Entropie ≤ Huffman < Entropie + 1
Le codage de Huffman s'approche du plancher de Shannon à moins d'un bit près par symbole. Il ne peut pas descendre sous l'entropie (ce serait perdre de l'information), et il ne s'en éloigne jamais de plus d'un bit. C'est le meilleur des deux mondes : optimal et borné par la théorie.
Sa seule petite faiblesse : chaque lettre reçoit un nombre entier de bits. Quand l'entropie idéale vaut, disons, 2,3 bits, Huffman doit arrondir.
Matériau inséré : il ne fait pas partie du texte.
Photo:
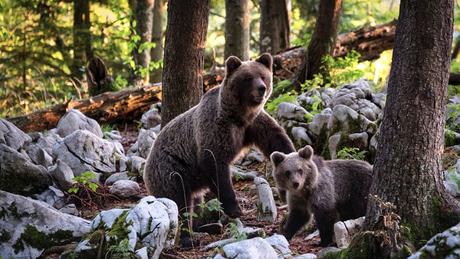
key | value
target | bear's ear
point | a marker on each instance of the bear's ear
(266, 60)
(306, 152)
(231, 64)
(277, 157)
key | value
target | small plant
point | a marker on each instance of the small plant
(120, 250)
(85, 180)
(235, 232)
(351, 153)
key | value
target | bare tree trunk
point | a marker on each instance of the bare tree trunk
(184, 56)
(143, 13)
(323, 40)
(274, 26)
(157, 38)
(81, 37)
(407, 170)
(237, 28)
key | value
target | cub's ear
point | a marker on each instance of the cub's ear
(231, 64)
(266, 60)
(277, 157)
(306, 152)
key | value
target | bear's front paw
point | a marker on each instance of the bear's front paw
(233, 211)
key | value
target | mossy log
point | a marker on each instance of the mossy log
(107, 107)
(131, 103)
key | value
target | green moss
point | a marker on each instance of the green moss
(4, 236)
(39, 240)
(119, 230)
(449, 138)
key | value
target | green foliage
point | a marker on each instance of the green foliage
(272, 105)
(120, 250)
(453, 115)
(85, 179)
(351, 153)
(235, 232)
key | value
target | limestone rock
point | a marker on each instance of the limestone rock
(254, 248)
(125, 188)
(74, 120)
(62, 175)
(83, 151)
(19, 175)
(12, 136)
(30, 226)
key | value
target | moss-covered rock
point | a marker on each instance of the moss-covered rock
(30, 226)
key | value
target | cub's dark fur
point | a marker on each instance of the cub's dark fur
(193, 152)
(333, 190)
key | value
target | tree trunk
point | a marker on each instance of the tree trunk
(323, 40)
(143, 13)
(184, 56)
(237, 29)
(81, 37)
(274, 26)
(407, 170)
(157, 39)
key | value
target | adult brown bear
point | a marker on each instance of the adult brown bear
(193, 152)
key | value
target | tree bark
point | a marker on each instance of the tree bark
(81, 36)
(274, 26)
(323, 40)
(184, 56)
(157, 38)
(407, 170)
(237, 29)
(143, 13)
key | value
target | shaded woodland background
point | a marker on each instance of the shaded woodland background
(46, 44)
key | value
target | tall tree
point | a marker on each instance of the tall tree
(157, 38)
(322, 41)
(407, 170)
(143, 14)
(82, 50)
(237, 28)
(184, 56)
(274, 26)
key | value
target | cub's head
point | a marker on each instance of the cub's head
(295, 171)
(248, 84)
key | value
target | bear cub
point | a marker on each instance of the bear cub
(193, 152)
(332, 190)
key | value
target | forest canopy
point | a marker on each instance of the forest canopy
(46, 44)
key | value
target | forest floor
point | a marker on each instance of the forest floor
(246, 195)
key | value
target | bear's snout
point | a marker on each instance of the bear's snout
(261, 89)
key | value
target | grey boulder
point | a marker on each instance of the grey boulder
(30, 226)
(74, 120)
(83, 151)
(12, 136)
(19, 175)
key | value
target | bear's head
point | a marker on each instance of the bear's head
(296, 171)
(247, 85)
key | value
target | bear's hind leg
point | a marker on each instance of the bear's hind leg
(325, 222)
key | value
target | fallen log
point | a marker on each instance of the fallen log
(131, 103)
(107, 107)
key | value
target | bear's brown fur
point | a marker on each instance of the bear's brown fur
(193, 152)
(333, 190)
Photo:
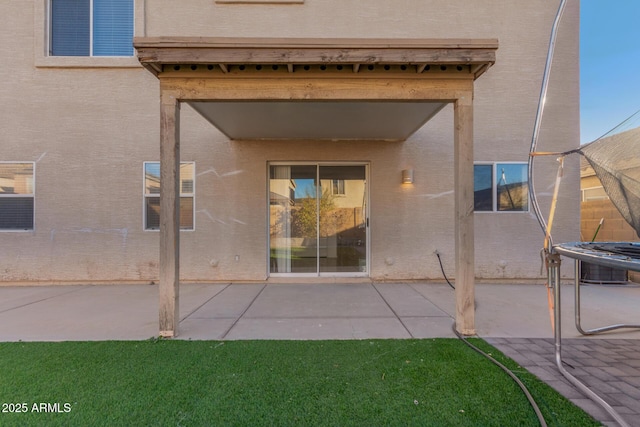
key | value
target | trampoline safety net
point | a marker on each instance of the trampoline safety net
(616, 162)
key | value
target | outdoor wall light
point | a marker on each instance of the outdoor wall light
(407, 176)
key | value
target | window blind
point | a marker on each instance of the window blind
(112, 27)
(16, 196)
(70, 30)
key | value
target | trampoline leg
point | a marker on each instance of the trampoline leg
(593, 331)
(553, 274)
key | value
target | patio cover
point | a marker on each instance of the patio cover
(303, 89)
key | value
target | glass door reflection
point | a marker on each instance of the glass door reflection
(318, 219)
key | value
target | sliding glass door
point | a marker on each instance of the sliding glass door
(318, 219)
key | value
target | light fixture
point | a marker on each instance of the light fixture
(407, 176)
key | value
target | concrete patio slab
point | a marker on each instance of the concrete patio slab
(514, 318)
(318, 328)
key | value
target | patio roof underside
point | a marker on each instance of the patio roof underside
(263, 115)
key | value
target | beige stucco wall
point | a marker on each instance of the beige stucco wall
(89, 130)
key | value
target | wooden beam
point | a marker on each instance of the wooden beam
(464, 206)
(169, 214)
(289, 87)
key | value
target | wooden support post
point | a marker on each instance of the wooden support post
(464, 205)
(169, 214)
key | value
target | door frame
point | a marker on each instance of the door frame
(367, 214)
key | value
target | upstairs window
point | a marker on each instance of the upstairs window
(501, 187)
(16, 196)
(91, 28)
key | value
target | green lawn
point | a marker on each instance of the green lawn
(252, 383)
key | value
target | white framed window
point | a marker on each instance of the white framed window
(337, 187)
(87, 33)
(17, 197)
(91, 27)
(501, 187)
(152, 195)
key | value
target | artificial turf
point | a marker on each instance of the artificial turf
(440, 382)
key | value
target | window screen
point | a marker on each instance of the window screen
(16, 196)
(91, 28)
(152, 195)
(501, 187)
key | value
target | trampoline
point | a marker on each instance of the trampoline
(621, 255)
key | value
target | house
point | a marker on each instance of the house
(306, 139)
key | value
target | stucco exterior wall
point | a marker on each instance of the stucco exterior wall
(89, 130)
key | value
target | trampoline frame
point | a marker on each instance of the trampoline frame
(571, 250)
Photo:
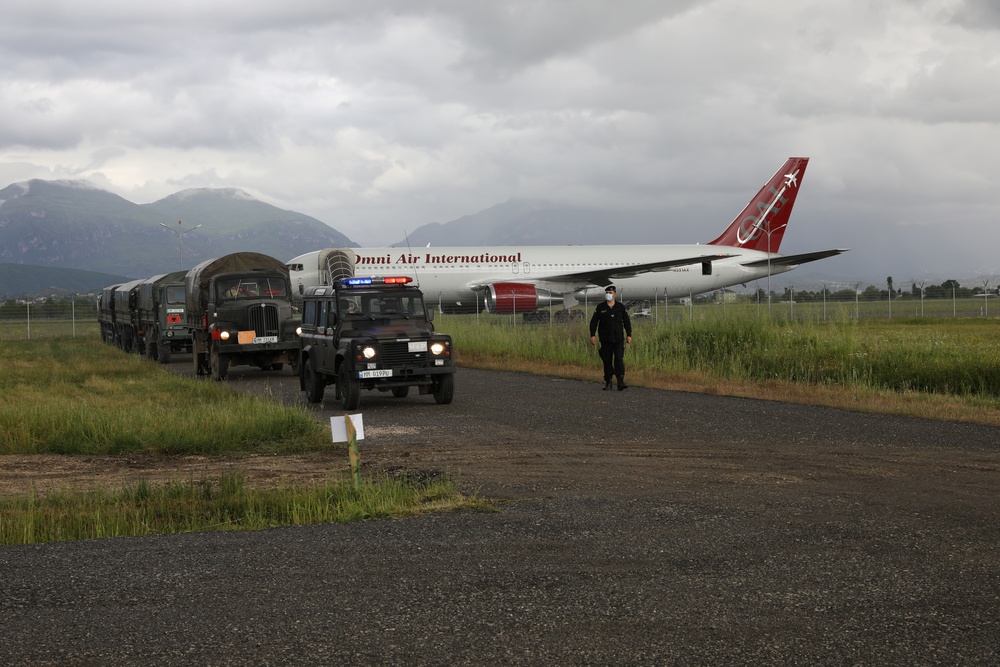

Des techniques plus modernes (codage arithmétique, codage par plage / range coding) effacent ce dernier petit gaspillage en codant des fractions de bit — mais elles reposent toutes sur la même intuition que Huffman a fondée.
🌍 Huffman est partout (vraiment partout)
Soixante-dix ans plus tard, le code de Huffman tourne des milliards de fois par seconde dans le monde, presque toujours invisible :
- ZIP, gzip, PNG : l'algorithme DEFLATE qui les anime combine un dictionnaire (LZ77) avec un codage de Huffman final.
- JPEG : après avoir transformé l'image, ses coefficients sont compressés par Huffman.
- MP3, AAC : le son numérique, une fois analysé en fréquences, passe lui aussi par des tables de Huffman.
- Fax, modems, protocoles réseau : partout où l'on transmet des données, on cherche à les raccourcir d'abord.
À chaque photo que tu envoies, chaque musique que tu écoutes en streaming, chaque page web qui se charge, l'idée d'un étudiant de 25 ans travaille discrètement pour toi.
🎒 Le lien avec ton programme
Le codage de Huffman est un point de rencontre magnifique entre plusieurs notions que tu croises en cours d'informatique et de maths :
- Arbres binaires : feuilles, racine, profondeur, parcours — Huffman en est l'application la plus élégante.
- Algorithmes gloutons : un cas d'école où le choix local optimal garantit l'optimum global (rare, et démontrable).
- Files de priorité (tas) : la structure qui permet de retirer efficacement les deux plus petits éléments à chaque étape.
- Logarithmes & probabilités : l'entropie, log2, l'espérance d'une longueur de code — les maths derrière la compression.
- Complexité : construire l'arbre coûte O(n log n) grâce à la file de priorité.